Taking to water

Even the sounds of the water swirling and splashing contribute to developing those sensory...
Even the sounds of the water swirling and splashing contribute to developing those sensory pathways. Photo: Getty Images

Parenting columnist Ian Munro discusses young children and water safety.

It hasn’t been the greatest weather for swimming so far this summer. Driving rain is lashing the window as I write.

However, any time is a great time to get baby swimming. Babies have an innate ability to cope with water.

If you think about it, they have only just finished living in an aquatic environment and know more about moving around in that than they do about getting around on carpet or vinyl.

By capitalising on this as soon after birth as possible, you not only provide baby with a warm, gentle reminder of this period of their life but also provide an opportunity for a full range of safe physical activity along with stimulation of all parts of their skin.

Every movement, every sensation is registering in the brain. Even the sounds of the water swirling and splashing contribute to developing those sensory pathways.

The best way of doing this is to run a full bath and get in with baby. Make sure the water is about 32degC, and, if not full, then deep enough to cover their shoulders to keep them warm and allow them to keep moving.

Provide support using both hands cupped under the chest. You aren’t holding, just supporting and you wil find that baby will float without further help. For very young babies who can’t hold their head up yet, you will also need to support gently under the chin.

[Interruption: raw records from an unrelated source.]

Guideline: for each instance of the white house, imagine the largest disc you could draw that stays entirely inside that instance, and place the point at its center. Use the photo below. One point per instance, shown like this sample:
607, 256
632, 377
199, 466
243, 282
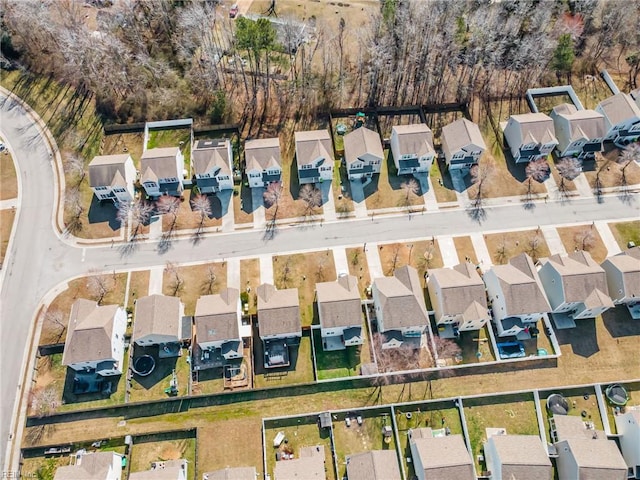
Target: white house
458, 298
263, 163
412, 148
575, 285
517, 457
95, 338
340, 312
314, 155
401, 313
530, 136
111, 177
621, 117
517, 297
623, 279
580, 133
363, 153
462, 144
211, 165
161, 171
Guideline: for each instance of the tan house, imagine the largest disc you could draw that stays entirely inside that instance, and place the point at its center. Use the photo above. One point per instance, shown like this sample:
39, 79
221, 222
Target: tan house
340, 312
458, 298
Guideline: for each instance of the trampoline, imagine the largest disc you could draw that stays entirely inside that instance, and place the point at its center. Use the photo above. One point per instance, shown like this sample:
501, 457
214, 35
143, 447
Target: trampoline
557, 404
617, 395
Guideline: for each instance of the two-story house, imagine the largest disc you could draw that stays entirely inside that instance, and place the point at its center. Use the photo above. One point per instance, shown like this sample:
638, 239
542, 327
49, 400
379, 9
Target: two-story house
314, 156
279, 323
158, 321
161, 172
621, 118
94, 346
462, 144
530, 136
575, 285
217, 319
401, 313
580, 133
363, 154
412, 148
263, 163
211, 165
111, 177
340, 312
623, 279
458, 298
517, 297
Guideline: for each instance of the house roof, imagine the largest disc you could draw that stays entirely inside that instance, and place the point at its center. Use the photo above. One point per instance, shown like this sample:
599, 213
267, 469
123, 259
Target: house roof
90, 466
444, 458
360, 142
308, 466
262, 154
216, 316
278, 311
311, 145
108, 170
159, 315
158, 163
401, 299
521, 287
414, 139
211, 156
339, 302
373, 465
89, 332
583, 279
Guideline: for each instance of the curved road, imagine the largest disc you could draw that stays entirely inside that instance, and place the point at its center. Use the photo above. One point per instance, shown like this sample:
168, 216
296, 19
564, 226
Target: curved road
39, 259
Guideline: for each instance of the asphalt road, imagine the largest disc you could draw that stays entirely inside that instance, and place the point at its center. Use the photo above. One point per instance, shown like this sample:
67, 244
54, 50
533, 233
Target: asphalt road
39, 259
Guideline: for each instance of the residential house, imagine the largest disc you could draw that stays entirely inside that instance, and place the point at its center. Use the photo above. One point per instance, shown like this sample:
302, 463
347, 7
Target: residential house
263, 164
621, 118
278, 323
517, 457
623, 279
412, 148
159, 321
363, 153
218, 318
583, 452
373, 465
161, 172
458, 298
308, 466
340, 312
212, 164
517, 297
530, 136
94, 347
314, 155
580, 133
628, 427
92, 466
163, 470
440, 457
462, 144
111, 177
401, 312
575, 285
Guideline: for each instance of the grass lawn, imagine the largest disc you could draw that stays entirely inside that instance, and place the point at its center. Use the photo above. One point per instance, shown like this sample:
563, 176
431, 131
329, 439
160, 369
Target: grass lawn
193, 281
583, 237
625, 232
143, 454
302, 271
504, 246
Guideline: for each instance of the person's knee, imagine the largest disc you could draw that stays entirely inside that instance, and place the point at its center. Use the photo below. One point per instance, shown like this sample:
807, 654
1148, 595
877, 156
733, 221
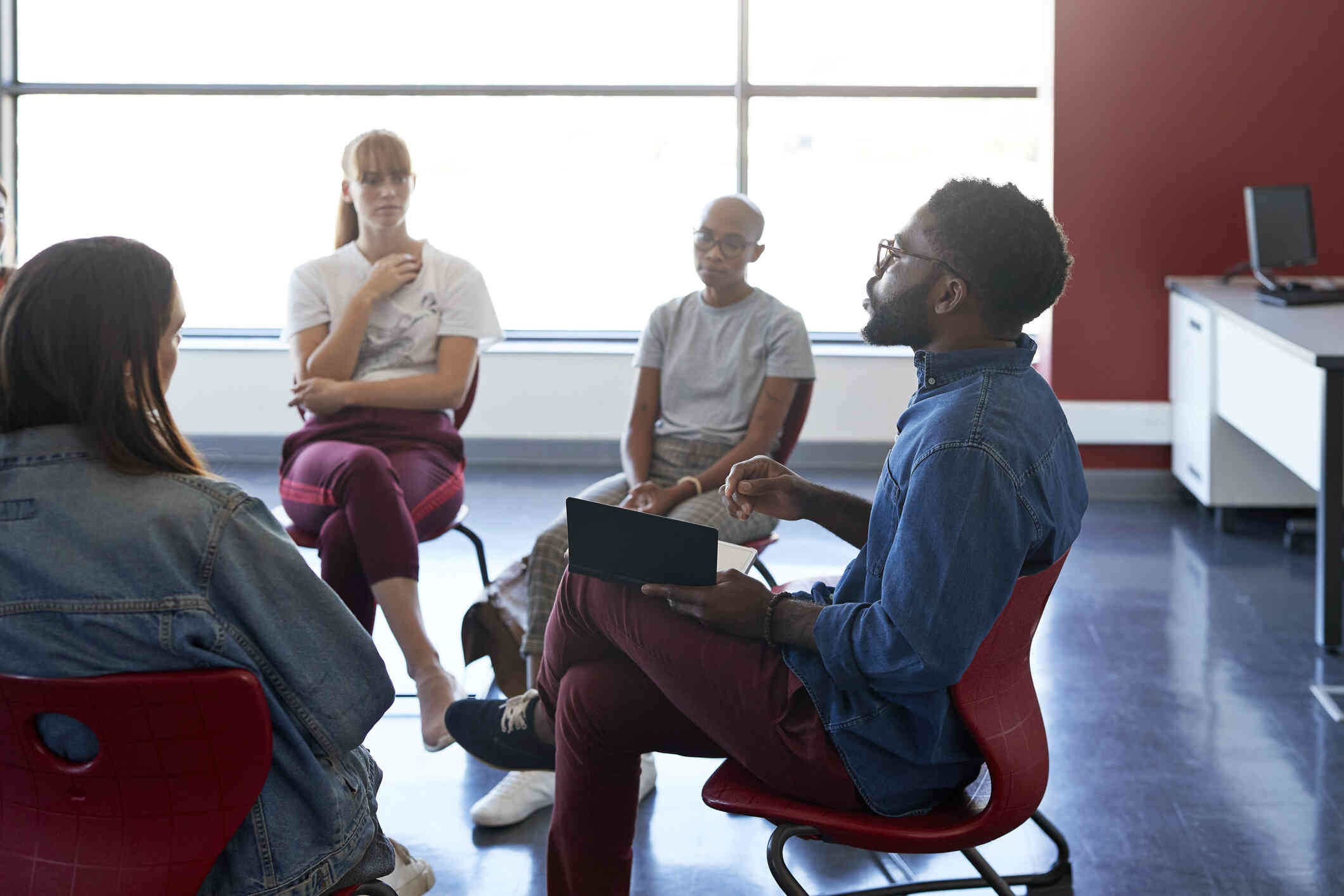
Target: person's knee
364, 463
591, 707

Babies aren’t born with the ability to swim but you might be surprised to see that they know to hold their breath when their head goes under the water and usually keep their eyes open. This is a reflex that’s lost after 10 or so months if not used much before then.

At the end, it’s a good idea to have someone else there with a warm towel to take baby from you immediately they come out of the water. If they start shivering, get them out straight away and wrapped warmly. Babies lose heat very quickly.

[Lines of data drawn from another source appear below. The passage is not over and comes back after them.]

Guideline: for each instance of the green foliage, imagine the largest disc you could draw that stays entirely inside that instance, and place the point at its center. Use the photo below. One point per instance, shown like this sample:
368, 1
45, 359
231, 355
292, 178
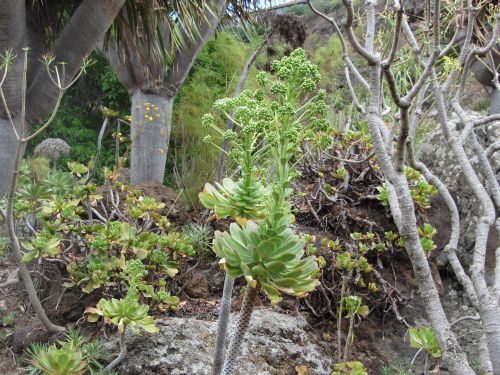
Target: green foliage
425, 338
112, 246
73, 355
79, 118
353, 305
9, 319
200, 237
421, 191
124, 313
264, 249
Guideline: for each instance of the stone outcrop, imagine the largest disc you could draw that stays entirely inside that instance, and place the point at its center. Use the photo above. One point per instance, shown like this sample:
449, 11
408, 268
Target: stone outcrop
275, 344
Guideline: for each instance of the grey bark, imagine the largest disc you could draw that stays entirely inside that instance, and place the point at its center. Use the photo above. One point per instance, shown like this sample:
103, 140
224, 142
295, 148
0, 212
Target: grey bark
152, 81
495, 102
488, 307
80, 36
240, 330
219, 170
150, 133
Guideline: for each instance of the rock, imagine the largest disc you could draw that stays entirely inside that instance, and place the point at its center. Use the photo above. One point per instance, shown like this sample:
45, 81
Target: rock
440, 159
275, 344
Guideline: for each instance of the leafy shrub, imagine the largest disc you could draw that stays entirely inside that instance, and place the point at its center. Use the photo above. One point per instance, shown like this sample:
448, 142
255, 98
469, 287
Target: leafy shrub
105, 241
73, 355
200, 236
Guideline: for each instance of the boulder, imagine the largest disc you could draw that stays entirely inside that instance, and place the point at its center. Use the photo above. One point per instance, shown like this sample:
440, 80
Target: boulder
275, 344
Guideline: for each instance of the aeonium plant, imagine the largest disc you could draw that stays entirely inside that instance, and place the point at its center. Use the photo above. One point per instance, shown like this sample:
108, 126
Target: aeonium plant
272, 122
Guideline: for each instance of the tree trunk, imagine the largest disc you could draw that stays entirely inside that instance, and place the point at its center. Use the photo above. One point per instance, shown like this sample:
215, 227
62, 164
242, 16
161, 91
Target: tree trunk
495, 102
240, 330
79, 37
150, 133
219, 170
8, 144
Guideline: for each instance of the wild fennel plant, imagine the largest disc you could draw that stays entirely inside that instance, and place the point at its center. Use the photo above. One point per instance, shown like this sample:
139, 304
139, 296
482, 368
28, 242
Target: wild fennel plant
272, 123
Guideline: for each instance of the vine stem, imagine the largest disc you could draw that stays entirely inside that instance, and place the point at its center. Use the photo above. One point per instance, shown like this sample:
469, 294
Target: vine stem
222, 324
240, 330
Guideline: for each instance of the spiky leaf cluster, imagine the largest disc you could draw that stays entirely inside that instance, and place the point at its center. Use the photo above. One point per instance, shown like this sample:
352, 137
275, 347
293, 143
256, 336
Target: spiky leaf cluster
284, 113
239, 199
125, 312
274, 258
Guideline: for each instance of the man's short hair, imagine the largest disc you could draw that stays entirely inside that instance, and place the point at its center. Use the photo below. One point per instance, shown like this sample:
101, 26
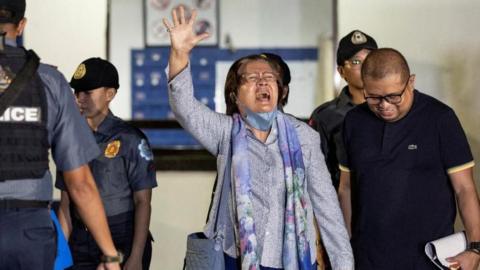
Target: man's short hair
384, 62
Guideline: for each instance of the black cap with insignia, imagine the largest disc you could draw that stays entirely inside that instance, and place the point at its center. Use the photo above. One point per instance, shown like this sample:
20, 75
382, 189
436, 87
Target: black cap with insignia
12, 11
352, 43
94, 73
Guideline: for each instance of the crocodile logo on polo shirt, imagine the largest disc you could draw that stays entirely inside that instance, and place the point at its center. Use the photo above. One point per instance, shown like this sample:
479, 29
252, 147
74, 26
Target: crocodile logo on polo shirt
412, 147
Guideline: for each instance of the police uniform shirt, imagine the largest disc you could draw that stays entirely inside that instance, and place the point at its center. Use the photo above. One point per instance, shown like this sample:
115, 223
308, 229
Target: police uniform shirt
72, 145
401, 193
327, 119
125, 165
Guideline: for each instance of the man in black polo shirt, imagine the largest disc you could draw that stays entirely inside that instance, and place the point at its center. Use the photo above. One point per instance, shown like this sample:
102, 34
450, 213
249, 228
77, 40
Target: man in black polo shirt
407, 162
327, 119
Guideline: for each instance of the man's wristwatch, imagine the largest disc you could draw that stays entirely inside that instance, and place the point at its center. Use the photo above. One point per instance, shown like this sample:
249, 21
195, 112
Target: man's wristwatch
112, 259
474, 247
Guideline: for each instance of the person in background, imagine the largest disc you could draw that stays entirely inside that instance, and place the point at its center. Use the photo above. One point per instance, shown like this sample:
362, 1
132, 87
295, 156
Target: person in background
39, 114
271, 159
327, 118
407, 162
124, 173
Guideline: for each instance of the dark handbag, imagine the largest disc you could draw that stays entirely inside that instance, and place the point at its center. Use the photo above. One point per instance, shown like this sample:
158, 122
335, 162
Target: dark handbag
204, 253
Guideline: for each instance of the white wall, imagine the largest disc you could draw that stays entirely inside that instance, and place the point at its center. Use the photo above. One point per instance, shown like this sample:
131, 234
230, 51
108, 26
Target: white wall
66, 32
249, 23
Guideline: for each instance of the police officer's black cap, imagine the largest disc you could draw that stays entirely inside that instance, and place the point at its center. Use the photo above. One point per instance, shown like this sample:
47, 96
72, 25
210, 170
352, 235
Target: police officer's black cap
286, 71
94, 73
12, 11
352, 43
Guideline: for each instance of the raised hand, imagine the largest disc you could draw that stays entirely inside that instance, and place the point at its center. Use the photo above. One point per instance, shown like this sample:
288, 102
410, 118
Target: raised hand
182, 38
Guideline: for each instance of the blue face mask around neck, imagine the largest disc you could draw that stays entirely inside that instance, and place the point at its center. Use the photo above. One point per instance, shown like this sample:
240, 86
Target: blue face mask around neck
262, 121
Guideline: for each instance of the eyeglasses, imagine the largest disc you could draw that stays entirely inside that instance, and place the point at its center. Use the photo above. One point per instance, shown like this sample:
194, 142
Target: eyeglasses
392, 98
256, 77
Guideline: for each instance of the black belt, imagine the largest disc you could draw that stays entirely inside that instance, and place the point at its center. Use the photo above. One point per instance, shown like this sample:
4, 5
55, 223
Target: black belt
9, 204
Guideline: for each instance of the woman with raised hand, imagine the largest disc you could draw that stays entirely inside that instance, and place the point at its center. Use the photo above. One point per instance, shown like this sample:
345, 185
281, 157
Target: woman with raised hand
275, 177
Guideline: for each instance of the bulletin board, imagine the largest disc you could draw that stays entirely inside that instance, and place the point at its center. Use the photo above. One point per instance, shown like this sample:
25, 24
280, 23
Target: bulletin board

As the weeks go by you will see more activity, hear more squeals of delight and will probably need to mop up more and more water.

This is a great bonding activity, especially for Dad during those early weeks when most intimate interaction is with Mum.

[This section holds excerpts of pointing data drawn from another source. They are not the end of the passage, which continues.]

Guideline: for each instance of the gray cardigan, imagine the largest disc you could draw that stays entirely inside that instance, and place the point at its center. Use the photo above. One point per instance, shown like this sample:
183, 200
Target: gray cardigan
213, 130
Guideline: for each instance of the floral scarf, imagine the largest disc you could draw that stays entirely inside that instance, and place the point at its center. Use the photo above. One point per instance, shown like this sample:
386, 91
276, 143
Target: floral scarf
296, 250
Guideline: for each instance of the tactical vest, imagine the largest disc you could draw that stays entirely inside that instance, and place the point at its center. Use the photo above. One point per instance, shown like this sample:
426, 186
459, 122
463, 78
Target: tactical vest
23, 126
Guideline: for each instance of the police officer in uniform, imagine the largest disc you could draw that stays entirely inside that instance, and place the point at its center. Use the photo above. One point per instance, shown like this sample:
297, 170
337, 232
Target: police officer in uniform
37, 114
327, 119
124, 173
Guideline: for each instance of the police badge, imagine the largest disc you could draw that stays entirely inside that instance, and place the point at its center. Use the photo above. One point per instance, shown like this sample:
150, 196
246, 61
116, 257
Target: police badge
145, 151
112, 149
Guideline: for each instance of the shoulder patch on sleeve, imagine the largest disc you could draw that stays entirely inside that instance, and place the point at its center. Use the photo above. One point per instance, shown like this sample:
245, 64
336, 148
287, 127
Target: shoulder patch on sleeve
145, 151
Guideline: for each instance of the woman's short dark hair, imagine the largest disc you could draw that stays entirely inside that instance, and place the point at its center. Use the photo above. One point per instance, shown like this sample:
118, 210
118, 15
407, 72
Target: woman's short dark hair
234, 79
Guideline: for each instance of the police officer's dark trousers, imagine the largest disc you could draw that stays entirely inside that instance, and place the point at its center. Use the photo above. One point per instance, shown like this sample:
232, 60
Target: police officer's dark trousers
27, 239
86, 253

Studies also indicate that there are benefits for motor development, social skills and muscle control as well as advancing intelligence.

It should also improve sleeping patterns because of the tiring effect of the mental and physical activity and could help ward off breathing complaints.

Don’t consider a public pool before they are six months old. The temperature changes are likely to be greater than at home and it gives time for their immune system to better cope.